The greatest trick that Jrue Holiday ever pulled was convincing the world he wasn’t good enough.
Holiday was an All-Star once and a member of the All-NBA team never. He won’t make a lot of top 5 point guard lists. You always hear Steph, Dame, Kyrie, CP3, and Trae. Never Jrue.
That’s why when he was brought in to the Milwaukee Bucks—in exchange for depth and the future—to partner with a two-time MVP, there wasn’t a lot of talk. It’s more of “that’s it?”
His move to a title contender wasn’t as earthshaking as, say, the James Harden move or the Anthony Davis move.
In Game 4 of the Finals, Holiday pretty much showed why. He shot horrendously in what was the Bucks’ most important game of the season, missing 16 of his 20 attempts.
It didn’t matter though, because the Bucks still won (thanks, Khris Middleton). The thing about Jrue is that he can affect the game in many ways, not just scoring. But it isn’t good enough. With all the first-round picks given up to get him, Jrue Holiday should be a consistent 20-10 PG with at least one highlight per game.
So in Game 5 of the Finals, that’s exactly what Jrue did.
In a Keyser Soze-type reveal, Jrue corrected his form and unleashed an offensive game that the Suns just couldn’t stop. He attempted the same 20 shots, but this time missing only eight.
In a second quarter where the Suns threatened to run away with the win, Jrue kept the ship steady and turned it around—for himself and, depending on what happens in Game 6, quite possibly for the franchise.
It started with 37-23, Suns.
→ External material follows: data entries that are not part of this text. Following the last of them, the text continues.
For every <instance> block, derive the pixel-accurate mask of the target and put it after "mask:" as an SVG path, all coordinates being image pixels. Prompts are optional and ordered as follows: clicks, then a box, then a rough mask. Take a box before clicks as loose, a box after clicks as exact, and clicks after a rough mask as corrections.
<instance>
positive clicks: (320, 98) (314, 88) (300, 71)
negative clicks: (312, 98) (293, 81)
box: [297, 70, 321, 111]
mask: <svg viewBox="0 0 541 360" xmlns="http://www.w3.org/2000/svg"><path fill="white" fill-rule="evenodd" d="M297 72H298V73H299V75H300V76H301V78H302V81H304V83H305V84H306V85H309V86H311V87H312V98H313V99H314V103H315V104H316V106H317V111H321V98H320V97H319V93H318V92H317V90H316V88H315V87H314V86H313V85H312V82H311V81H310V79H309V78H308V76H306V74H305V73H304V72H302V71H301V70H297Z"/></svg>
It got to 60-59, Bucks. Jrue did his job on the defensive end by picking Devin Booker’s pocket in broad daylight at one point, then flexed on the other by draining a transition 3.
His line after the game: 27 points, 13 assists, and a highlight that will be talked about forever.
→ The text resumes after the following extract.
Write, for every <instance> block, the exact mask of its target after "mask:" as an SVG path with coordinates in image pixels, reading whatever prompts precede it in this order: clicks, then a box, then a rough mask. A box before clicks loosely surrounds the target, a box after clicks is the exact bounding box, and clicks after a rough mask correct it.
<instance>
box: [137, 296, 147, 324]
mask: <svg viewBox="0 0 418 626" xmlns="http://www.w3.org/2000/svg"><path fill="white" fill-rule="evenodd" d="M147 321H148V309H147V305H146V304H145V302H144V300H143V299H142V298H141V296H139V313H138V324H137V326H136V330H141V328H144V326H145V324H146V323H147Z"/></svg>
It came at less than 20 seconds left, with a Booker game-winning jumper looming. Book ran into a PJ Tucker and Giannis Antetokounmpo wall, and that’s when it happened.
Regardless of what happens in Game 6 (or in Game 7), it was a moment that will make us remember why Jrue was brought in to help Giannis and the Bucks get that elusive championship.
Jrue was right there when Booker turned for what could’ve been his patented fadeaway. Jrue snatched the ball from and sprinted to the other end, where he could just stand still and maintain the one-point lead. Giannis wasn’t having any of that.
The two-time MVP ran at full speed from the dotted area like he did in that immortal chasedown block in Game 4. Only this time, he wasn’t chasing down a block. He’s chasing down history.
Jrue crossed halfcourt and checked his surroundings. He looked left, then right. Then he looked at the clock. He looked as if he didn’t know exactly what to do.
Until he did. Because when you see Giannis running ahead of you, full head of steam, pointing up, there’s only one thing left to do: throw it up.
Giannis caught the lob and threw it down with the type of energy that will make us forget about his injury. It was the type of play that will make us forget about Jrue’s Game 4 shooting.
The pass was risky, perhaps unnecessary, and a bit over the top. We can say the same about the deal that sent Jrue to Milwaukee, but here we are in a scenario that couldn’t have been scripted any better: the Bucks are heading home for Game 6, one win away from being champions.